13.1 Randomized BSTs | Algorithms in Java, Parts 1-4 (3rd Edition) (Pts.1-4)

To analyze the average-case performance costs for binary search trees, we made the assumption that the items are inserted in random order (see Section 12.7). The primary consequence of this assumption in the context of the BST algorithm is that each node in the tree is equally likely to be the one at the root, and this property also holds for the subtrees. Remarkably, it is possible to introduce randomness into the algorithm so that this property holds without any assumptions about the order in which the items are inserted. The idea is simple: When we insert a new node into a tree of N nodes, the new node should appear at the root with probability 1/(N + 1), so we simply make a randomized decision to use root insertion with that probability. Otherwise, we recursively use the method to insert the new record into the left subtree if the record's key is less than the key at the root, and into the right subtree if the record's key is greater. Program 13.2 is an implementation of this method.

Viewed nonrecursively, doing randomized insertion is equivalent to performing a standard search for the key and making a randomized decision at every step whether to continue the search or to terminate it and do root insertion. Thus, the new node could be inserted anywhere on its search path, as illustrated in Figure 13.2. This simple probabilistic combination of the standard BST algorithm with the root insertion method gives guaranteed performance in a probabilistic sense.

Figure 13.2. Insertion into a randomized BST

The final position of a new record in a randomized BST may be anywhere on the record's search path, depending on the outcome of randomized decisions made during the search. This figure shows each of the possible final positions for a record with key F when the record is inserted into a sample tree (top).

graphics/13fig02.gif

Property 13.1

Building a randomized BST is equivalent to building a standard BST from a random initial permutation of the keys. We use about 2N ln N comparisons to construct a randomized BST with N items (no matter in what order the items are presented for insertion), and about 2 ln N comparisons for searches in such a tree.

Each element is equally likely to be the root of the tree, and this property holds for both subtrees, as well. The first part of this statement is true by construction, but a careful probabilistic argument is needed to show that the root insertion method preserves randomness in the subtrees (see reference section).

Program 13.2 Randomized BST insertion

This method makes a randomized decision whether to use the root insertion method of Program 12.19 or the standard insertion method of Program 12.15. In a random BST, each of the nodes is at the root with equal probability; so we get random trees by putting a new node at the root of a tree of size N with probability 1/(N + 1).

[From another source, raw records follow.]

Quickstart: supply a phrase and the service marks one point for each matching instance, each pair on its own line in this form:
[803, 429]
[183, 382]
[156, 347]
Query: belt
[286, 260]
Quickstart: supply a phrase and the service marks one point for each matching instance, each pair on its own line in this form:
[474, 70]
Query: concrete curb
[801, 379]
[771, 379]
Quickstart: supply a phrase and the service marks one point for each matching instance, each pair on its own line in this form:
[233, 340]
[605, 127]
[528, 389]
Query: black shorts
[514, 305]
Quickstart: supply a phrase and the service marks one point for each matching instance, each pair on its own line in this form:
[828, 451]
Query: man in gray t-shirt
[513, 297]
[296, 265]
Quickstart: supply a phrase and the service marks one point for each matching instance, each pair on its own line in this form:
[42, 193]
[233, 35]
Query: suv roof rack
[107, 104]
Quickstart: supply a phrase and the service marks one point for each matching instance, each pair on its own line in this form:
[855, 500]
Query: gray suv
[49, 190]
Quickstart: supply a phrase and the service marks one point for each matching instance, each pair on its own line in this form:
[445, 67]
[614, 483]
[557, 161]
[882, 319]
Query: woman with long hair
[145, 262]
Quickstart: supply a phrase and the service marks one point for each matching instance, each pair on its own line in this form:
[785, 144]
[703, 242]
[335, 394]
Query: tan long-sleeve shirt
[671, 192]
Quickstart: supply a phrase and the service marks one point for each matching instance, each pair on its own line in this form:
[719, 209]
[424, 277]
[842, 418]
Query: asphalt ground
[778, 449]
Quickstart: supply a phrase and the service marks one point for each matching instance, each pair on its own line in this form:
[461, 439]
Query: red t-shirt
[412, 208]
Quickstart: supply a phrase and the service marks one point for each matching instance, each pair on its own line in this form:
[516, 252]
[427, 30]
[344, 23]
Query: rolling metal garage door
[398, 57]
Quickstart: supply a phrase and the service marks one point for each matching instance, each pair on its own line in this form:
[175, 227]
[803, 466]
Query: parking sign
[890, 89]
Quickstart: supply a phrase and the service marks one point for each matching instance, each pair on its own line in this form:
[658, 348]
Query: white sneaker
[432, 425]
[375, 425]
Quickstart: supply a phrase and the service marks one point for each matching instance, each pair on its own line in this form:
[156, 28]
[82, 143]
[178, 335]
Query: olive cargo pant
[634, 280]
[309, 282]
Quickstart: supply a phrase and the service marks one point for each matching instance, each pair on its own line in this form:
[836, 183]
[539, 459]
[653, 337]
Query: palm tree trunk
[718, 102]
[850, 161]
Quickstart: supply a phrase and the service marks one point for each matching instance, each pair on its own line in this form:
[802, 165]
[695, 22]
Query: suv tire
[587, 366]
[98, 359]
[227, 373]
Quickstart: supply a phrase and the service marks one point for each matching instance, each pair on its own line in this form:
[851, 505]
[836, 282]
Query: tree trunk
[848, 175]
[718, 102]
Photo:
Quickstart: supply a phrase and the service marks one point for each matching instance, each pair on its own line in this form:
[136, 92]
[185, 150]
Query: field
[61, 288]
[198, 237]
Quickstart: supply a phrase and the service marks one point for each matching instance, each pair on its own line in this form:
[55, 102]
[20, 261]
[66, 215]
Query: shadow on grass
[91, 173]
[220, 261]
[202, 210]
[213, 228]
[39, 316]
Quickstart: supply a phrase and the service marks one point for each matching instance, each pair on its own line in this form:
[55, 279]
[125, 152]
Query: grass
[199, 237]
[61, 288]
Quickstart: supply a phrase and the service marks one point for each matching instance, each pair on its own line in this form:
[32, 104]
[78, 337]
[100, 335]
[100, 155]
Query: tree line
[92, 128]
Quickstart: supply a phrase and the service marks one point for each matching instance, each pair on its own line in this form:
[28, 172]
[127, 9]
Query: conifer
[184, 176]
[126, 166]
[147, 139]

 private Node insertR(Node h, ITEM x)    { if (h == null) return new Node(x);      if (Math.random()*h.N < 1.0)        return insertT(h, x);      if (less(x.key(), h.item.key()))           h.l = insertR(h.l, x);      else h.r = insertR(h.r, x);      h.N++;      return h;    }  void insert(ITEM x)    { head = insertR(head, x); }

The distinction between average-case performance for randomized BSTs and for standard BSTs is subtle, but essential. The average costs are the same (though the constant of proportionality is slightly higher for randomized trees), but for standard trees the result depends on the assumption that the items are presented for insertion in a random ordering of their keys (all orderings equally likely). This assumption is not valid in many practical applications, and therefore the significance of the randomized algorithm is that it allows us to remove the assumption and to depend instead on the laws of probability and randomness in the random-number generator. If the items are inserted with their keys in order, or in reverse order, or any order whatever, the BST will still be random.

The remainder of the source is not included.